Les étudiants interpellent l'Administration publique québécoise pour dénoncer et s'opposer à la hausse des droits de scolarité prévue à partir de l'année scolaire 2012-2013: hausse de $325.00 de plus par année scolaire jusqu'en 2016-2017. Le Ministère de l'éducation justifie cette mesure dans le cadre d'un Plan de financement des universités québécoises qui vise "à assurer la qualité de l'enseignement et de la recherche et contribuer ainsi à maintenir la valeur du diplôme universitaire". Parmi les 11 000 étudiants qui sont entrés en grève officielle, certains s'expliquent: "on est assez endetté… on dit non à la hausse... parmi nous, certains n'auront plus les moyens de s'instruire". Au Ministère des finances, la position est ferme: Le contribuable québécois paie une fortune pour les universités. Ça lui coûte beaucoup d'argent. C'est un bon investissement. Mais les étudiants doivent faire leur juste part. Avec cette affirmation, il n'y a clairement plus de complexe du côté de l'État québécois moderne à affirmer que l'État-Providence s'est repositionné. Fort de l'appui quant aux frais imposés dans les autres provinces canadiennes, il réclame "la juste part" de tous : les étudiants universitaires québécois doivent assumer leur part.

Au carrefour du respect des fondements de la démocratie, l'Éducation considérée comme en étant un de ses piliers fondamentaux, de la préservation du patrimoine commun (en passant par le droit à la meilleure éducation possible du Rapport Parent jusqu'à une certaine forme d'identité nationale), des Lois du marché auxquelles se heurtent le cœur même de cette noble institution en quête d'oxygène, la juste part réclamée par l'État aux citoyens qui fréquentent l'enseignement supérieur trouve tout de même une forme de légitimité.  Sans faire de leçon d'économie, on peut affirmer qu'elle la trouve aussi dans la Loi de Wagner qui rappelle que l'accroissement des dépenses publiques est soutenu et aussi dans le simple principe de l’'indexation du coût de la vie.   

L’objectif de l’Administration publique demeure de satisfaire l’intérêt public.

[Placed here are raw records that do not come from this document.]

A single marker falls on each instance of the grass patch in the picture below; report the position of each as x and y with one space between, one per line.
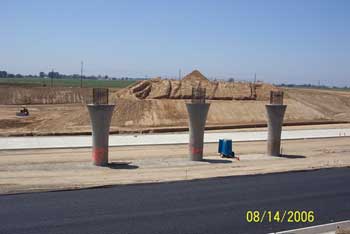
66 82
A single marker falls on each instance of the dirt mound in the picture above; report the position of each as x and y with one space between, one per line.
195 76
174 89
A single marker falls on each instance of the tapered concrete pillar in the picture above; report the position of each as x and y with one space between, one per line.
197 113
100 115
275 114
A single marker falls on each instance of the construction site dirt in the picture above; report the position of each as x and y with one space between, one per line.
158 106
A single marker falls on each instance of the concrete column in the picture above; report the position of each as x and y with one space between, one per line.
100 115
275 114
197 113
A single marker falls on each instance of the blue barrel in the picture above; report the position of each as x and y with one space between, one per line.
225 147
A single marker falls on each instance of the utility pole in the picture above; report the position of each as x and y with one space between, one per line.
52 73
81 74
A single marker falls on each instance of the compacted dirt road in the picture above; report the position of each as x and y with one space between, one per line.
57 169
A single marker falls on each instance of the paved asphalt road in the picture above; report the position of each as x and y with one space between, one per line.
204 206
36 142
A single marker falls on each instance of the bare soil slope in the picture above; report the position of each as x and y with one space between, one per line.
153 110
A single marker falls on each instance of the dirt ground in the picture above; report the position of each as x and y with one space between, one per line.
57 169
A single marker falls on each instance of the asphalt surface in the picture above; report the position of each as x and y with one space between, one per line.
205 206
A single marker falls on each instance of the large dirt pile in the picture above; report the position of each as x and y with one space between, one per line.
14 95
182 89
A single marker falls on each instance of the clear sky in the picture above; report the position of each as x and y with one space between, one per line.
282 41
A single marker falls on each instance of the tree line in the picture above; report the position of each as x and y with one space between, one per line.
57 75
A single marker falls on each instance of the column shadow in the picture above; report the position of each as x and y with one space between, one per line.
216 161
121 165
291 156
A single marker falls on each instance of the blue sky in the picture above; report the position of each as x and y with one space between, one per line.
282 41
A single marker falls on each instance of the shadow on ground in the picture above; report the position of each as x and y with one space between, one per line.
121 165
290 156
217 161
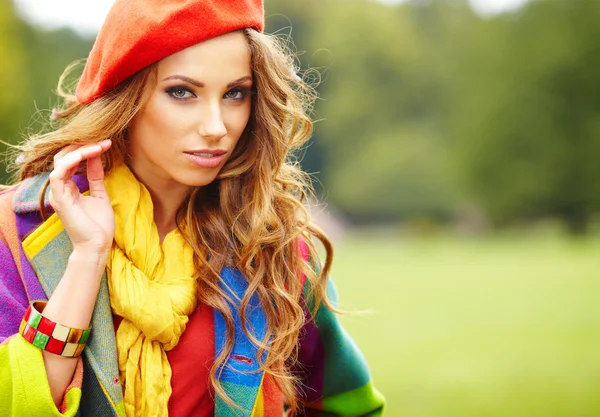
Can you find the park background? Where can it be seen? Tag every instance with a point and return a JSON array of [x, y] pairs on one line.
[[455, 159]]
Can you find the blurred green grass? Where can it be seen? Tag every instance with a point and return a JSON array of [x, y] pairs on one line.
[[495, 327]]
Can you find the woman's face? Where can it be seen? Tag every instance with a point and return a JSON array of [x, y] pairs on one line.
[[194, 116]]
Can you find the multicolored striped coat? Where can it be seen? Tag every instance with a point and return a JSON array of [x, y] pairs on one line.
[[336, 378]]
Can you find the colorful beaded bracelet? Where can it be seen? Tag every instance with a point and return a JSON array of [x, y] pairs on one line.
[[50, 336]]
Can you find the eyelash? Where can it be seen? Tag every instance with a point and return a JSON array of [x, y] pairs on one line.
[[245, 92]]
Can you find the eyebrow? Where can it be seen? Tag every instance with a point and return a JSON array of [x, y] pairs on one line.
[[201, 85]]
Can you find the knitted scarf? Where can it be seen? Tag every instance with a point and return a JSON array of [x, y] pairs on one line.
[[153, 287]]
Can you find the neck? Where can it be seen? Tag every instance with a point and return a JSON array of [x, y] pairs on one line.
[[166, 203], [167, 197]]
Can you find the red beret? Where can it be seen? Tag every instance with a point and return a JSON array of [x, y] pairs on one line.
[[138, 33]]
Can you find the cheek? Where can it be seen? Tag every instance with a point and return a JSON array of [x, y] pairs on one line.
[[238, 119]]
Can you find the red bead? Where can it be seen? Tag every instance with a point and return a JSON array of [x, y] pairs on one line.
[[46, 326], [27, 313], [29, 333], [55, 346]]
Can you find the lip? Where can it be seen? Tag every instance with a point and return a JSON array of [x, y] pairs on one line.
[[213, 161]]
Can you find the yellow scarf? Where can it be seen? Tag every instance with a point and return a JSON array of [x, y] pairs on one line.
[[153, 287]]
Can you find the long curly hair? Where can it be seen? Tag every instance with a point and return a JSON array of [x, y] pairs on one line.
[[252, 217]]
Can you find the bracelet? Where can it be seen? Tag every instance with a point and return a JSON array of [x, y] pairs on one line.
[[50, 336]]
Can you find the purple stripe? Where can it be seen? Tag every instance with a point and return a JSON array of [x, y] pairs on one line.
[[26, 223], [312, 359]]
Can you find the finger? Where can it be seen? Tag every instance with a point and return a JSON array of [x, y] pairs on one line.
[[96, 177], [65, 151], [64, 169]]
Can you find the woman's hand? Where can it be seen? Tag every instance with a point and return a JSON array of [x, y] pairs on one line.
[[89, 220]]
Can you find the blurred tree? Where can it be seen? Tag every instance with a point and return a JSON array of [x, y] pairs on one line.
[[32, 60], [14, 77], [527, 122]]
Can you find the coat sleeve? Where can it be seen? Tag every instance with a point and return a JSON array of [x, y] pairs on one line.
[[335, 376], [24, 387]]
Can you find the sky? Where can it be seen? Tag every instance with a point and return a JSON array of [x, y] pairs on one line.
[[86, 16]]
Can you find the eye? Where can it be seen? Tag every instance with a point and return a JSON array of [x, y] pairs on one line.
[[180, 92], [237, 94]]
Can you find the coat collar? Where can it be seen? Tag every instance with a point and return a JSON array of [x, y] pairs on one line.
[[48, 248]]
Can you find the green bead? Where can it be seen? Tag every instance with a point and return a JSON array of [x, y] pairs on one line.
[[41, 340], [34, 319]]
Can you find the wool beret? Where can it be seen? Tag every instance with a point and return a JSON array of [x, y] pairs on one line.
[[138, 33]]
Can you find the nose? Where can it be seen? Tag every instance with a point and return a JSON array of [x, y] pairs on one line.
[[211, 125]]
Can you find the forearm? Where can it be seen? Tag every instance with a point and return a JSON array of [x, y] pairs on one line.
[[72, 305]]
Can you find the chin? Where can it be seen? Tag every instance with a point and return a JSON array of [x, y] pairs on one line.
[[196, 180]]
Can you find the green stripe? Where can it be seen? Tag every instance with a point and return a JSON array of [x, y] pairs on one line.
[[363, 401]]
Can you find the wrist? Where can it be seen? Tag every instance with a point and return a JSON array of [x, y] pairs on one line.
[[89, 258]]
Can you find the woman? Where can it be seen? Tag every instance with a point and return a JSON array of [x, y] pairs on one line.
[[163, 223]]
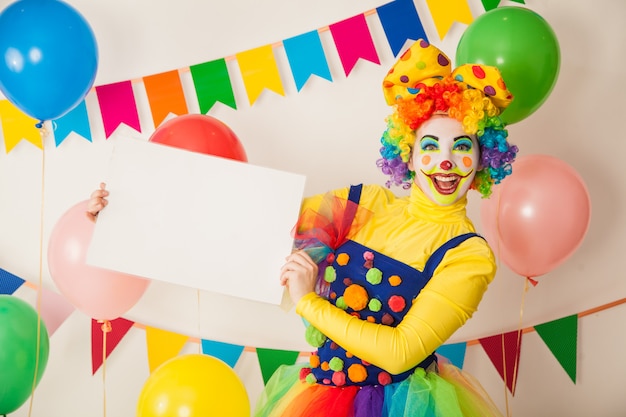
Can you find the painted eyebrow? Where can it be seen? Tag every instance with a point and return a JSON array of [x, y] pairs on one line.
[[437, 139], [462, 137]]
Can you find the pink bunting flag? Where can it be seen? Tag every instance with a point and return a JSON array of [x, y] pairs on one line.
[[353, 40], [117, 106]]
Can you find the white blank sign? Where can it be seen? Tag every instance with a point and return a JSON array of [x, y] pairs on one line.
[[197, 220]]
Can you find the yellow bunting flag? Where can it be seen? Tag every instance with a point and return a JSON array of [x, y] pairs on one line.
[[162, 345], [446, 12], [165, 94], [259, 71], [16, 125]]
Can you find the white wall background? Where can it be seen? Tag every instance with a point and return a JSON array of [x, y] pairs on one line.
[[329, 132]]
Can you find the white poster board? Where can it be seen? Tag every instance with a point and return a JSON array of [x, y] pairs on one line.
[[197, 220]]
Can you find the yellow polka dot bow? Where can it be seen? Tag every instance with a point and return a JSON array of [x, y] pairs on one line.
[[424, 64]]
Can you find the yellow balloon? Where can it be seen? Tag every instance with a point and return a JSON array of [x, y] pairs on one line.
[[193, 385]]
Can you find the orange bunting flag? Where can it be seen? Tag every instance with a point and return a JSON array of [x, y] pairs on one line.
[[446, 12], [165, 95], [16, 125], [259, 71], [162, 345]]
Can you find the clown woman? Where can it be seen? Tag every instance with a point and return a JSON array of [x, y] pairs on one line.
[[382, 281]]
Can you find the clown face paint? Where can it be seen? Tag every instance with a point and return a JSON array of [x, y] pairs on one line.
[[445, 159]]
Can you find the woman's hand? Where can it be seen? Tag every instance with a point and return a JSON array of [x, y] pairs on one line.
[[97, 201], [299, 275]]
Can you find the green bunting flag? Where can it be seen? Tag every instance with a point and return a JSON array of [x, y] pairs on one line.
[[271, 359], [561, 337]]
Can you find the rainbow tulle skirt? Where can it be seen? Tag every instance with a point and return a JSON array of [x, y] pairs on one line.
[[442, 390]]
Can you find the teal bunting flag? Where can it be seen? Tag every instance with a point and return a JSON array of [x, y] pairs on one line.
[[400, 22], [77, 120], [306, 57], [226, 352], [454, 352], [9, 283]]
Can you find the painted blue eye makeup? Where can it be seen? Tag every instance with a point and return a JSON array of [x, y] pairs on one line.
[[463, 144], [428, 143]]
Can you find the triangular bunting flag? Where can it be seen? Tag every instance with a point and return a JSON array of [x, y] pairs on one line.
[[455, 353], [353, 40], [259, 71], [561, 337], [162, 345], [504, 352], [55, 309], [117, 106], [446, 12], [165, 95], [17, 125], [212, 84], [119, 327], [9, 282], [77, 120], [306, 57], [224, 351], [271, 359], [400, 22]]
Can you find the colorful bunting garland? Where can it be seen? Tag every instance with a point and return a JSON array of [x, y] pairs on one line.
[[560, 336], [258, 69]]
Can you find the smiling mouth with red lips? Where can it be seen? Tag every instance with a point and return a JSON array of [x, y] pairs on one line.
[[446, 184]]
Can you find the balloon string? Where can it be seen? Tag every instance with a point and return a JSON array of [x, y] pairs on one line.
[[39, 289], [199, 334], [106, 328], [506, 393]]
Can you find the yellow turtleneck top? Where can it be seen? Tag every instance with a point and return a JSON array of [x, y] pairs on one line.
[[409, 229]]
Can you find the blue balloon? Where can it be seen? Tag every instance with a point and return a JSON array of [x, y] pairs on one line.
[[48, 57]]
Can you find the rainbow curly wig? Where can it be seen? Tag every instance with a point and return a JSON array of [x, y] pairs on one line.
[[421, 84]]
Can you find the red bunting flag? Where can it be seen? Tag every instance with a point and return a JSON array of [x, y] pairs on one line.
[[504, 352], [114, 335]]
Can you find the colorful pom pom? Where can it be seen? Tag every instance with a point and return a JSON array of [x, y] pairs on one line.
[[314, 337], [397, 303], [336, 364], [375, 305], [314, 361], [339, 379], [384, 378], [330, 275], [387, 319], [304, 372], [342, 259], [356, 297], [395, 280], [357, 373], [374, 276], [310, 379]]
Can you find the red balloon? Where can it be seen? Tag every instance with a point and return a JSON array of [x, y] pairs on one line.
[[537, 217], [100, 293], [200, 133]]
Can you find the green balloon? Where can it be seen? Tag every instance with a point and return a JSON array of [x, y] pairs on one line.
[[523, 46], [18, 352]]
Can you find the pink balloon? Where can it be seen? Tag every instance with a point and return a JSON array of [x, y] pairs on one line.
[[100, 293], [537, 217]]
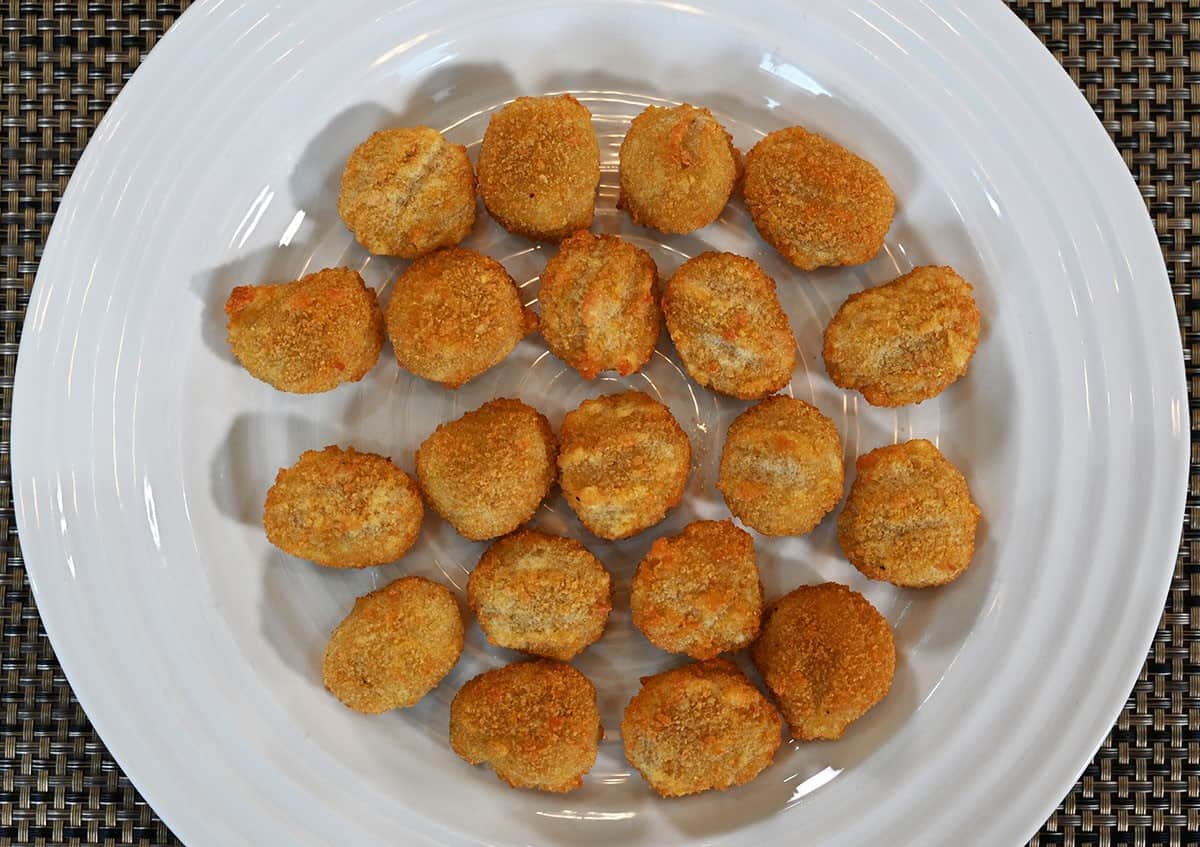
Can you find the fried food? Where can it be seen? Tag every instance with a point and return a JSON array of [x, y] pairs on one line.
[[910, 518], [623, 463], [678, 167], [815, 202], [343, 509], [407, 192], [454, 314], [827, 655], [487, 472], [781, 467], [906, 341], [310, 335], [543, 594], [700, 727], [394, 647], [539, 167], [699, 592], [535, 724], [727, 325], [599, 305]]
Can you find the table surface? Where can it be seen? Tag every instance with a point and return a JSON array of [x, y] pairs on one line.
[[1138, 61]]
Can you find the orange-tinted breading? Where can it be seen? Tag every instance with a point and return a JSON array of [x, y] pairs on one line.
[[599, 305], [454, 314], [487, 472], [815, 202], [343, 509], [699, 592], [910, 518], [700, 727], [310, 335], [539, 167], [906, 341], [394, 647], [537, 725], [407, 192], [827, 655]]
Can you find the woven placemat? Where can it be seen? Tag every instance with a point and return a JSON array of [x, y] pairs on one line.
[[64, 62]]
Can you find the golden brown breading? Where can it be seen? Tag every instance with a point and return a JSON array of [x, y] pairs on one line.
[[543, 594], [910, 518], [310, 335], [815, 202], [699, 592], [343, 509], [394, 647], [487, 472], [599, 305], [700, 727], [535, 724], [407, 192], [624, 462], [454, 314], [781, 467], [539, 167], [906, 341], [727, 325], [678, 167], [827, 656]]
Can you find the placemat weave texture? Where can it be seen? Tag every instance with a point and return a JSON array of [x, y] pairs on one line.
[[63, 64]]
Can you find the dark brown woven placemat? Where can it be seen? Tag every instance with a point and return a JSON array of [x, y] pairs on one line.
[[64, 62]]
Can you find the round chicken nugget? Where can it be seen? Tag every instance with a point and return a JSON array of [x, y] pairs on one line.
[[827, 655], [815, 202], [727, 325], [394, 647], [624, 462], [781, 467], [910, 518], [678, 167], [407, 192], [699, 592], [906, 341], [454, 314], [599, 305], [535, 724], [343, 509], [487, 472], [539, 167], [700, 727], [310, 335], [543, 594]]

On exige encore d’elle que sa production de biens et de services soit de bonne qualité, et ce, à des coûts raisonnables1.

Plusieurs décrivent aujourd’hui l’Éducation comme un service qui tend à devenir un marché. L’enseignement supérieur s’inscrit aujourd’hui dans une concurrence entre les pays et les établissements et elle se fait de plus en plus vive. L’université doit être performante voir, offrir un service de manière efficiente, un produit à la hauteur des attentes de ceux qui la fréquentent. Par exemple, ces institutions doivent s’adapter à de nouvelles réalités, aux nouvelles technologies et échanges multiples qu’elles suscitent. Le marché de l’emploi impose aussi, à certains égards, ses exigences. Tout cela requiert l’apport important de nouvelles ressources et crée des enjeux auxquels doit nécessairement répondre l’Administration publique même si cette dernière rencontre de grandes contraintes. Entre autres, les Lois du marché, guidées par le profit et l’efficience, ne peuvent s’appliquer dans la gestion de l’État. Prenons par exemple le critère d’efficacité de l’Administration publique : il n’est pas le profit et elle doit répondre devant les pouvoirs exécutifs, législatifs et judiciaires à travers différents modes de contrôle ce qui diminue quelque peu son efficience2 .De plus, son rôle fondamental demeure inébranlable devant tout environnement ou réaménagement financier puisqu’il s’inscrit dans la constitution et la loi: ses missions sociales sont essentielles.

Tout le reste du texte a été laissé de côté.